Doesn't exactly make sense. Maybe you mean: "Why does my mount points
not use UUID?". Understand that HAL [1] is only a source of information
+ mechanism to allow g-v-m, KDE, gnome-mount, whatever to mount file
systems from removable drives at a given location.
It's obviously policy what mount point (and mount options) to use; so
that needs to come from the desktop session. So gnome-mount stores this
in gconf (see the gnome-mount man page) and if there is no settings
stored for a given volume we use reasonable and tasteful defaults. And
it's not reasonable to prefer
/media/12345-83294230-4230423-323232
over
/media/EOS_DIGITAL
In addition some file systems don't have UUID's and some instances of a
file systems leaves it unset (my EOS 5D leaves the UUID blank when
formatting the CF card with FAT16). So you need to use the fs label
which is not always unique... (again, my EOS 5D always chooses
EOS_DIGITAL).
> I'd say probably because up until now there
> was no abstraction to turn those UUIDs into usefully understandable
> paths for the user.

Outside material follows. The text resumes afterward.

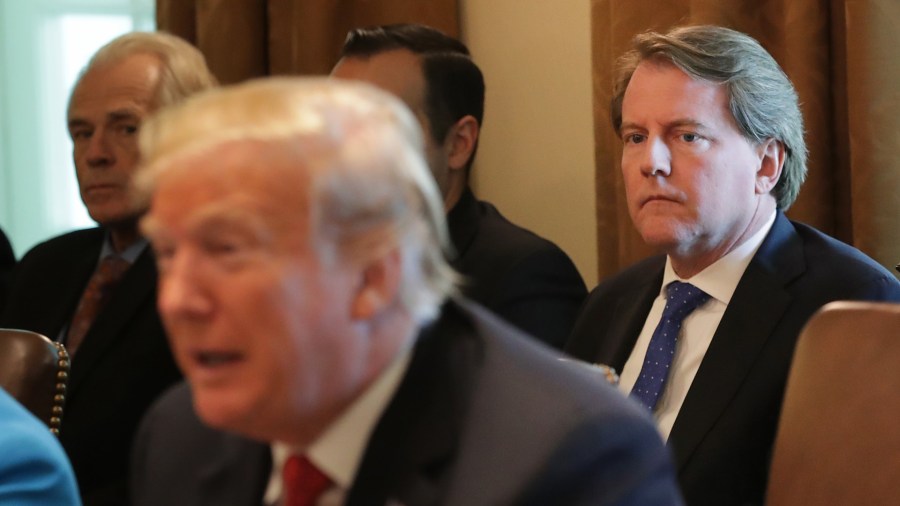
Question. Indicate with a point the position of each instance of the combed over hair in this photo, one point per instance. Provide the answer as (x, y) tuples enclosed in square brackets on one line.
[(363, 150)]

If you plug in a USB disk and open Nautilus, you see
> the /media/usbdisk-1 path.
No, actually you don't... since file systems from most USB disks have
file system labels and we use those instead. For the odd cases where
this is not the case we use /media/usbdisk /media/disk or something.
> They needed to make that look right and
> didn't want to write a next generation VFS system like you are doing. I
> could be wrong however.
HAL doesn't even try to solve those problems as HAL is system-wide and a
VFS system for desktop apps obviously needs to be session-wide.
> It's worth noting that OS X doesn't mount with UUIDs either. They
> generate a session-unique value for the mount point, which looks
> resonable. They encapsulate access to this mount point in an API which
> understands the uniqueness of a device.
I don't know what that means. For removable storage devices they simply
use the label and mount in /Volumes/<LABEL>.